The states of Portugal and Australia celebrated a tax treaty on Thursday, which will allow for the removal of tax barriers between the two countries. The double taxation agreement was signed by the Australian Ambassador to Portugal, Indra McCormick, and the Secretary of State for Fiscal Affairs, Nuno Santos Félix (both pictured).
The now signed agreement has been under negotiation between the two countries since 2021. This convention aims to facilitate the completion of business between Australian and Portuguese companies, through more attractive tax conditions, protected by appropriate legal standards for commercial exchanges between the two states.

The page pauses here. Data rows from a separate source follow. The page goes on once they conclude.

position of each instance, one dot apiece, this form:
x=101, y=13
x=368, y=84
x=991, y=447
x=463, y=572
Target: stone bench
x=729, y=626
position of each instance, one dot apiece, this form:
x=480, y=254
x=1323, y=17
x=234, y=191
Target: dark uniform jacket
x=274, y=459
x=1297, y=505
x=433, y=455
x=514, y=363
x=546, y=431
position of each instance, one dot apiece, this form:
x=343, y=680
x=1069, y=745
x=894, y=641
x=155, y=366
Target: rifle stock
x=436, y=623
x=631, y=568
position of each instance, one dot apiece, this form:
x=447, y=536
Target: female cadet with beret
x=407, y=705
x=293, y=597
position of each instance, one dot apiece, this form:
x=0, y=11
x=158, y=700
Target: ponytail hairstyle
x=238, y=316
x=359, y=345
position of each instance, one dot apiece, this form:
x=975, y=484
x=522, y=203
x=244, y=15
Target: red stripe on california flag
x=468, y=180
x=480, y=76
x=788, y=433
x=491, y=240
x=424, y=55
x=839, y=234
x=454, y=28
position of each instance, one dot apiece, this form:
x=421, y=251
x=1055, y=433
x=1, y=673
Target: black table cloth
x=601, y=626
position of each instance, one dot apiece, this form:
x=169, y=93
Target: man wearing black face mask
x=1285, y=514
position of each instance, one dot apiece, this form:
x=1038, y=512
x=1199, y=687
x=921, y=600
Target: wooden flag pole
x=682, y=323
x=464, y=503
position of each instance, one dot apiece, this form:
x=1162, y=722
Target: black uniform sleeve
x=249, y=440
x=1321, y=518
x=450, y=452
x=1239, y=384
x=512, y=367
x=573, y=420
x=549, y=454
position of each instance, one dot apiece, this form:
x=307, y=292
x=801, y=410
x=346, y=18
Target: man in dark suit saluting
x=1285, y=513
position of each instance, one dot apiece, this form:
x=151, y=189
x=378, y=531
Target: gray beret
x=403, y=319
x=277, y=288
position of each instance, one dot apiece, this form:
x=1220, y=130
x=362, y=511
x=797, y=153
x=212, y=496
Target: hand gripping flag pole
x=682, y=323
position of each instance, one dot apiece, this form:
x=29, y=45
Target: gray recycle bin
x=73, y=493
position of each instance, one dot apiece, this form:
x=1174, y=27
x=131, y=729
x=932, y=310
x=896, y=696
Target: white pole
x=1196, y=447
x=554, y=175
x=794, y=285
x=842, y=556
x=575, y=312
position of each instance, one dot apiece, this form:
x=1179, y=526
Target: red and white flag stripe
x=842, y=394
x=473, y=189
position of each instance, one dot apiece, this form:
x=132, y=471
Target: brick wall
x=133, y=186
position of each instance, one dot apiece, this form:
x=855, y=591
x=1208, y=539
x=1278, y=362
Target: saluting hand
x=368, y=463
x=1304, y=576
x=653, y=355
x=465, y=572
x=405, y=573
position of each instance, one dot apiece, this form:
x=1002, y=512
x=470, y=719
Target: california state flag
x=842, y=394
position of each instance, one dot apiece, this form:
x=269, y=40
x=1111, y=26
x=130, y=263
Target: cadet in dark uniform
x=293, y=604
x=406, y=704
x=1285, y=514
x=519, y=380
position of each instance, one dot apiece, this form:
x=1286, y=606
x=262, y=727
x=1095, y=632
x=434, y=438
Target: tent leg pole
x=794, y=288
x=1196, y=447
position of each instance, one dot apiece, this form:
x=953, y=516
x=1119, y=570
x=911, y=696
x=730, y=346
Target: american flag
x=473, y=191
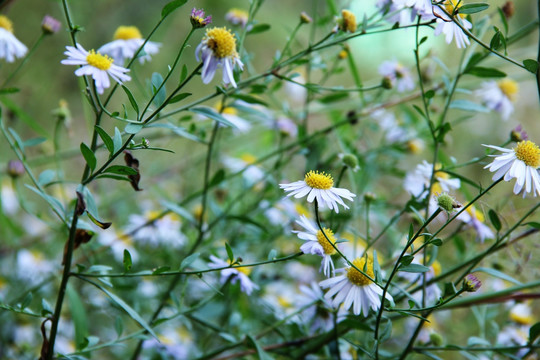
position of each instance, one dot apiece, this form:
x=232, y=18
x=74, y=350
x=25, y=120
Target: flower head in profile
x=353, y=288
x=198, y=20
x=100, y=67
x=237, y=274
x=447, y=25
x=10, y=46
x=316, y=243
x=520, y=163
x=218, y=48
x=126, y=41
x=498, y=96
x=319, y=186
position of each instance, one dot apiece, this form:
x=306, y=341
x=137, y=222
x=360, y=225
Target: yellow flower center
x=102, y=62
x=356, y=277
x=528, y=152
x=221, y=41
x=327, y=245
x=127, y=33
x=6, y=23
x=349, y=21
x=509, y=88
x=318, y=180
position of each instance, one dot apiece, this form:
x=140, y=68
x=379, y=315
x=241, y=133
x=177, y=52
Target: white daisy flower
x=218, y=48
x=238, y=274
x=498, y=96
x=95, y=64
x=447, y=25
x=319, y=186
x=416, y=183
x=317, y=244
x=10, y=46
x=399, y=76
x=126, y=41
x=354, y=289
x=520, y=163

In this way, the double taxation treaty provides, for example, for the reduction of withholding tax on dividends, interest and dividends royalties – which will reduce tax barriers to investment and the associated costs for businesses in accessing capital and technology.
The agreement also includes the Base Erosion and Profit Shifting (BEPS) recommendations – formulated by the G20 and the OECD –, aligning the treaty with the fight against tax evasion and ensuring that multinationals “do their fair share pay taxes”.

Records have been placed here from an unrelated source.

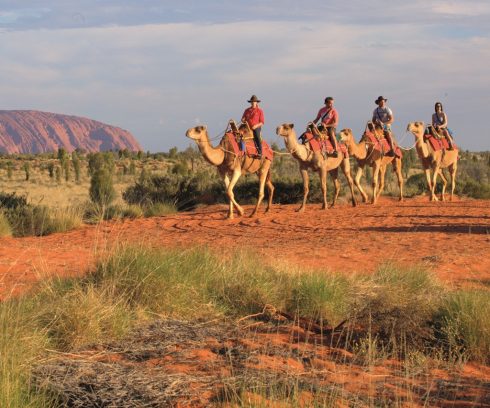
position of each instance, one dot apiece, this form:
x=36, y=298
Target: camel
x=309, y=160
x=231, y=167
x=365, y=154
x=434, y=160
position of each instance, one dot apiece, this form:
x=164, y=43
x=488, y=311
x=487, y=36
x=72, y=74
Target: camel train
x=236, y=154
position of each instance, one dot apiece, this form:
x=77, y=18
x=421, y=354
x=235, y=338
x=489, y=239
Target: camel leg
x=429, y=183
x=335, y=178
x=262, y=177
x=234, y=178
x=397, y=169
x=306, y=189
x=375, y=182
x=436, y=169
x=346, y=171
x=323, y=183
x=382, y=172
x=444, y=184
x=452, y=171
x=270, y=187
x=226, y=180
x=357, y=181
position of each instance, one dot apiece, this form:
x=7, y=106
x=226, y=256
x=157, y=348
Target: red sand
x=450, y=238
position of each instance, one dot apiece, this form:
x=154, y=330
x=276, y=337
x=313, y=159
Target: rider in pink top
x=254, y=116
x=329, y=118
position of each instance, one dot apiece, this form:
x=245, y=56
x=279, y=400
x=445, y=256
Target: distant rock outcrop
x=38, y=132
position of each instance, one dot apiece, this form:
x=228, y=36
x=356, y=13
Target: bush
x=463, y=325
x=326, y=297
x=5, y=230
x=102, y=190
x=159, y=209
x=26, y=219
x=12, y=200
x=397, y=304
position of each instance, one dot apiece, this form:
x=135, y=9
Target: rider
x=384, y=116
x=254, y=116
x=330, y=119
x=439, y=122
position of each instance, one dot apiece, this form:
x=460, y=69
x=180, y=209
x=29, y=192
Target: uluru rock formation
x=37, y=132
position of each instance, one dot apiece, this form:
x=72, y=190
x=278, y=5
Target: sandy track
x=453, y=239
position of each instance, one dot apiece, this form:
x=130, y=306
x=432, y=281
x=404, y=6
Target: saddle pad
x=234, y=144
x=381, y=145
x=323, y=145
x=251, y=150
x=437, y=144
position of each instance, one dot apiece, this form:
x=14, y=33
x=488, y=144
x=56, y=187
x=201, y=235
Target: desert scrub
x=5, y=230
x=159, y=209
x=325, y=297
x=82, y=314
x=22, y=345
x=463, y=324
x=169, y=283
x=398, y=302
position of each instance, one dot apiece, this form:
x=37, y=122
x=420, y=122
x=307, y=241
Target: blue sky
x=157, y=68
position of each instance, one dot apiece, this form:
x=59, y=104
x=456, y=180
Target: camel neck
x=214, y=155
x=357, y=150
x=294, y=147
x=422, y=147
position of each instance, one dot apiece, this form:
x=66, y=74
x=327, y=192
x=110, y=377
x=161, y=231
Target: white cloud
x=145, y=76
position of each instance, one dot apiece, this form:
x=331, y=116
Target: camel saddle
x=250, y=148
x=322, y=145
x=436, y=141
x=380, y=144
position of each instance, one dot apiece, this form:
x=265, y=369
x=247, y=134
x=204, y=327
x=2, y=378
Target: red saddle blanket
x=436, y=143
x=250, y=148
x=323, y=145
x=381, y=145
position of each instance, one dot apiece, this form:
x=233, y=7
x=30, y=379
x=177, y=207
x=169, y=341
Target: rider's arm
x=261, y=120
x=390, y=118
x=332, y=121
x=318, y=116
x=443, y=125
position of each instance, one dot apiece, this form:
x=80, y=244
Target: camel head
x=197, y=133
x=346, y=135
x=417, y=128
x=285, y=130
x=245, y=131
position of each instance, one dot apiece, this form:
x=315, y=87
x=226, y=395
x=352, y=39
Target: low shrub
x=5, y=230
x=463, y=324
x=159, y=209
x=397, y=304
x=325, y=297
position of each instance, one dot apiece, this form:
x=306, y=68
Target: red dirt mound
x=450, y=238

“The treaty signed today is of enormous importance, as it will facilitate investments and trade between the two countries, at a time when economic relations between Portugal and Australia have been growing,” notes Nuno Santos Félix, quoted in a statement from the ministry of Foreign Affairs. Finances.
“The treaty represents an important milestone in removing fiscal barriers, facilitating trade and investment between the two countries and further strengthening ties between the two peoples,” Indra McCormick said in a statement published by the Australian embassy, sent to essay.

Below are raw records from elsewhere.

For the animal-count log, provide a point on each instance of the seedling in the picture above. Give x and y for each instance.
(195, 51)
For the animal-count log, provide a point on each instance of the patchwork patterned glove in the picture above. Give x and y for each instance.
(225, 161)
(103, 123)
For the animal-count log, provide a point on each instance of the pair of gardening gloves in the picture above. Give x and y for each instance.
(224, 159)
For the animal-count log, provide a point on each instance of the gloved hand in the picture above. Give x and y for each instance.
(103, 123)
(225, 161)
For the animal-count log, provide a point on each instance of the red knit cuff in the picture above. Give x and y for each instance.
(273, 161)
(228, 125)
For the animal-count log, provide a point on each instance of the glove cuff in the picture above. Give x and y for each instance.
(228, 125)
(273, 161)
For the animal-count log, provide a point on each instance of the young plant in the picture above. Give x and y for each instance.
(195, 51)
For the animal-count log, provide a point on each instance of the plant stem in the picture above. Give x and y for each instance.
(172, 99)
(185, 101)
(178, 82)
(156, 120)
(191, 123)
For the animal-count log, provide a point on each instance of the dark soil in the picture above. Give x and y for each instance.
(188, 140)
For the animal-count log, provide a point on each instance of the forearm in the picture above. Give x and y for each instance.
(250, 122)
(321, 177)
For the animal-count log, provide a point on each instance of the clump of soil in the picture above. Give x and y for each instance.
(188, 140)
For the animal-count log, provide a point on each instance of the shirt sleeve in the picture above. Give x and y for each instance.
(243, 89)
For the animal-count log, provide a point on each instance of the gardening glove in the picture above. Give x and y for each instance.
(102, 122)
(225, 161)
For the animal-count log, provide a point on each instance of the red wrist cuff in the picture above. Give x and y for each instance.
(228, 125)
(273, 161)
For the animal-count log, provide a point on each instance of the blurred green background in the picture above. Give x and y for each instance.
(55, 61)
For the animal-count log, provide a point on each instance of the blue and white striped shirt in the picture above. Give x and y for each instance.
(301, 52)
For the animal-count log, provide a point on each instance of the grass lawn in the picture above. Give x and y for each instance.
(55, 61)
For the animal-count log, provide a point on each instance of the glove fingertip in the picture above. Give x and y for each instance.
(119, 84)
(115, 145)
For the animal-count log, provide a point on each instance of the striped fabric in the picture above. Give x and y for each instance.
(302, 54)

The Ambassador highlighted that “there is growing momentum in economic relations between Australia and Portugal,” with bilateral investments totaling €700 million per year since 2017. “Bilateral investments have more than doubled in the last six years,” and “ bilateral trade is up 55% to 423 million euros,” said McCormick.
Indra McCormick says Australian companies have not only “increased their interest in investing in Portugal”, for example in the energy and tourism sectors, but there is also “a growing demand for Portuguese products in Australia”.
“Portugal and Australia are secure countries and stable democracies, with a strong commitment to the rule of law, and are attractive and competitive destinations for foreign investment,” concluded the Australian Ambassador to Portugal.
Portugal currently has 78 tax treaties in force with other states (you can consult them here).